A stock split can make it more attractive for retail investors with smaller portfolios to invest in a stock. This is especially true if the brokerage they use for stock trading does not allow them to buy fractional shares (a smaller portion of one share).
Google stock splits
When will Google do a stock split?
There is no way to know ahead of time when Google will decide to do a stock split. Stock splits are decisions made by a company's directors, and are usually conducted to make their stock prices more affordable and attractive to retail investors, by reducing the nominal share price.
- Before its April 2014, approx. 2-to-1 stock split, Google shares traded at around $1,135, which decreased to $568 after the split.
- Meanwhile, the value of one Google (GOOGL) share was around $2,236 before, and $112 after the 20-to-1 stock split that took effect on July 18, 2022.
Keep up to date on the latest Google news to find out whether a stock split is being planned. Here are some trustworthy news sources to follow:
Google stock splits
Should you buy Google stock before or after a split?
There is no clear answer as to whether you should buy Google stock before or after a stock split.

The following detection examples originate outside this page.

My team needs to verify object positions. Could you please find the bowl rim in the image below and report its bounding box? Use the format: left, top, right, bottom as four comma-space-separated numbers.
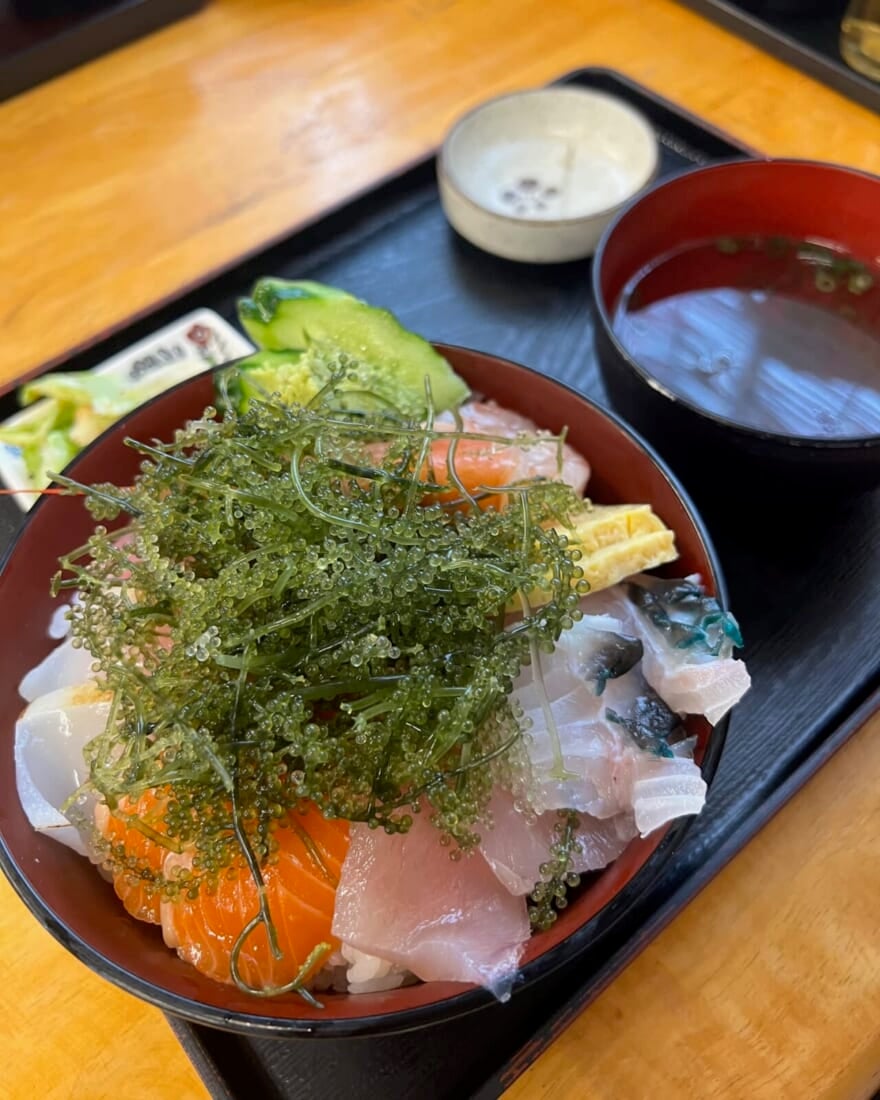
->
590, 156, 880, 451
437, 85, 661, 231
0, 341, 730, 1038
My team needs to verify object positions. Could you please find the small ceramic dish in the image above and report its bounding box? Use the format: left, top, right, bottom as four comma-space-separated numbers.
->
438, 88, 659, 263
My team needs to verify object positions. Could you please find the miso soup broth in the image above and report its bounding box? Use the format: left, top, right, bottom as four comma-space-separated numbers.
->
613, 237, 880, 439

A stock split does not by itself have any impact on a company's fundamentals. In general, stock splits are a neutral event that do not have a significant effect on the financial performance or overall value of a company.
Therefore, you should not place too much importance on the timing of a stock split when deciding whether to buy or sell Google stock. Instead, focus more on your research and analysis of the company's financial situation and growth potential.
However, stock splits can lead to higher liquidity and trading volume, which could make it easier for investors to buy or sell shares.